Nous avons décidé de nommer notre garçon Charles Michael et de l'appeler Charlie. Charlie est la mascotte de ses frères, qui ne peuvent pas attendre qu'il commence à marcher et à jouer avec eux. Charlie est un champion de la têtée -- il a pris le sein sans aucun problème, à l'inverse de ses frères à qui on avait administré des tétines et des biberons à l'hôpital. Il grandit à vitesse folle, et il change déjà si vite que je n'arrive pas à m'y faire.

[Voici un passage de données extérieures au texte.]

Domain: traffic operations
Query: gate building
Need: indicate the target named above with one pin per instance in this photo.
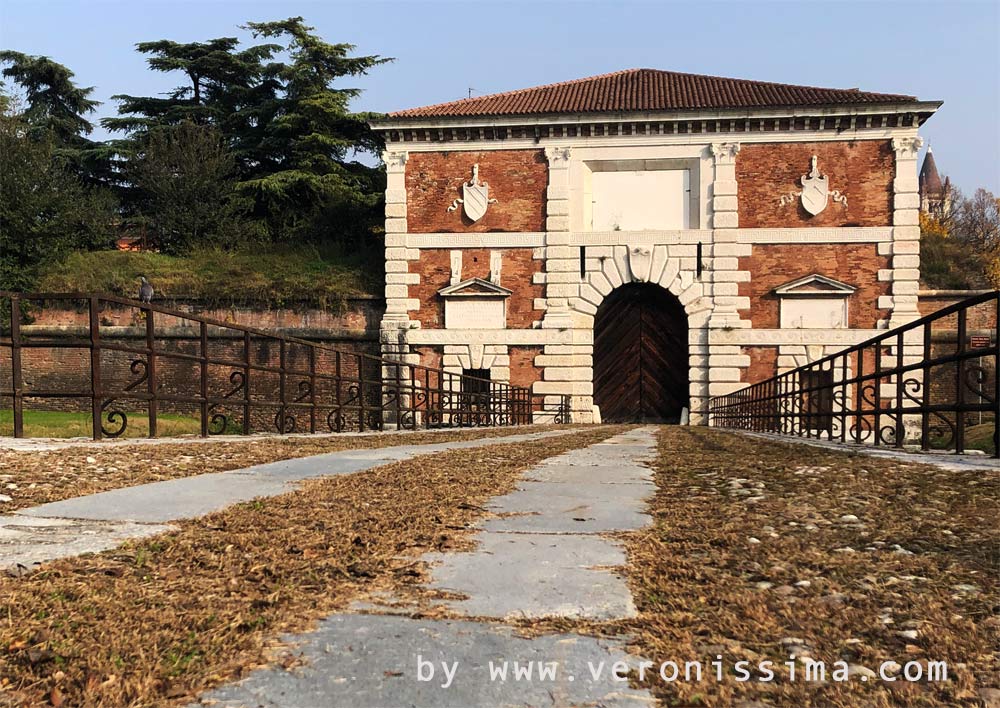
(640, 241)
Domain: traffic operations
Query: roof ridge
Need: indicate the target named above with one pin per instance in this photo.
(645, 89)
(514, 92)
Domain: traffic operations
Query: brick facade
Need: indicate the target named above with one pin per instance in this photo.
(517, 180)
(732, 245)
(763, 363)
(773, 265)
(861, 170)
(523, 371)
(519, 267)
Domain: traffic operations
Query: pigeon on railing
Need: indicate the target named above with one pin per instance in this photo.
(145, 290)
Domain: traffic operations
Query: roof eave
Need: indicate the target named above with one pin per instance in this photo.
(923, 108)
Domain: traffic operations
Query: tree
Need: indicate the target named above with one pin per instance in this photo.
(186, 182)
(288, 128)
(55, 104)
(45, 209)
(977, 223)
(312, 135)
(55, 110)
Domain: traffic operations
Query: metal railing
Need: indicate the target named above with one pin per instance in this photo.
(150, 360)
(928, 383)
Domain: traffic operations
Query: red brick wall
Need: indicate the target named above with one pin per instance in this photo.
(523, 371)
(517, 179)
(774, 265)
(763, 364)
(430, 355)
(518, 267)
(861, 170)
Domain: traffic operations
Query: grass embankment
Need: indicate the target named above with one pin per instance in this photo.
(762, 550)
(66, 424)
(52, 475)
(277, 276)
(157, 621)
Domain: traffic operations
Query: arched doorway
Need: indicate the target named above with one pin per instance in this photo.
(641, 355)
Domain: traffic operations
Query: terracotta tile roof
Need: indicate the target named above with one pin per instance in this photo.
(647, 90)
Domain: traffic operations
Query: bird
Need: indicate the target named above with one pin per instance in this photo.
(145, 290)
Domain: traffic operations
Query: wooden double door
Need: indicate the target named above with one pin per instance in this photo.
(641, 355)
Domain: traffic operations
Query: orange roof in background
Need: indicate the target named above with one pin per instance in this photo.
(647, 90)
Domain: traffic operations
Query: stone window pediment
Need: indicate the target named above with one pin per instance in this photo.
(815, 285)
(814, 302)
(475, 304)
(475, 287)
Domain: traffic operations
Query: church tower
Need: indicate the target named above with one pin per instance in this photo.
(935, 195)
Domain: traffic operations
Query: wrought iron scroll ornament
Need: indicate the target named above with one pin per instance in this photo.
(475, 197)
(349, 389)
(815, 191)
(115, 415)
(906, 386)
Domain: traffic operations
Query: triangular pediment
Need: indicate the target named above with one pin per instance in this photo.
(813, 285)
(475, 287)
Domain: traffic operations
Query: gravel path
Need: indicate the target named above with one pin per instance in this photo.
(97, 522)
(543, 554)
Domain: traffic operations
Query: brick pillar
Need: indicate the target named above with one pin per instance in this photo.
(396, 321)
(725, 361)
(905, 232)
(560, 263)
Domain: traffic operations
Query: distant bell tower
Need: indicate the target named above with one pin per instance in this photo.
(935, 195)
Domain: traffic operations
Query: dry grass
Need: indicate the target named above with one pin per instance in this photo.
(157, 621)
(32, 478)
(924, 557)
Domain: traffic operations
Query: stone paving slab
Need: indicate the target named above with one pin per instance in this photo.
(188, 497)
(370, 661)
(26, 541)
(948, 461)
(536, 575)
(543, 555)
(98, 522)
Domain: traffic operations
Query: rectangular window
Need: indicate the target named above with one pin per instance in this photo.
(641, 200)
(476, 381)
(817, 405)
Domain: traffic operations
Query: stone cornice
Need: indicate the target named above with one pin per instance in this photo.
(918, 110)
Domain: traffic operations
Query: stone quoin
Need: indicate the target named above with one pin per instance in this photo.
(642, 240)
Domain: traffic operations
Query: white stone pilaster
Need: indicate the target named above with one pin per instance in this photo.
(557, 297)
(396, 321)
(723, 372)
(905, 281)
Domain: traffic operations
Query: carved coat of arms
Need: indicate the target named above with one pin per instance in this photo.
(475, 197)
(816, 191)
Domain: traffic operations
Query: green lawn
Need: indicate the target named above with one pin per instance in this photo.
(277, 276)
(60, 424)
(977, 437)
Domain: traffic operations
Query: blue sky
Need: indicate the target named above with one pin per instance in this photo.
(935, 50)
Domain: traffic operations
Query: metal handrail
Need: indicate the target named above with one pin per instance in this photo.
(882, 391)
(350, 390)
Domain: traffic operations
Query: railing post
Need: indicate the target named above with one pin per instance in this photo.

Voilà moins de deux semaines que j'ai accouché et je me sens en pleine forme (y compris le bas de mon corps) -- ça n'a rien à voir avec ce que je sentais après mes césariennes.

La recherche d'une situation juste, puis la naissance elle-même ont transformé toute notre famille. Notre vie de couple ne sera jamais la même -- nous avons découvert de nouveaux niveaux d'amour et de compassion l'un pour l'autre. Nos enfants aiment profondément leur petit frère, autant que nous. Quand mon second enfant est né, je suis restée une semaine à l'hôpital. Il a fallu deux semaines pour que mon premier enfant se remette à communiquer avec moi. Alors que cette fois il était ici, il savait ce qui se passait, et il sentait qu'il y avait sa place. Ce bébé a été dès le départ un membre de notre famille, et n'a jamais été un "petit étranger" dans notre logis. Charlie est exactement là où il faut. C'est vraiment une bénédiction pour nous.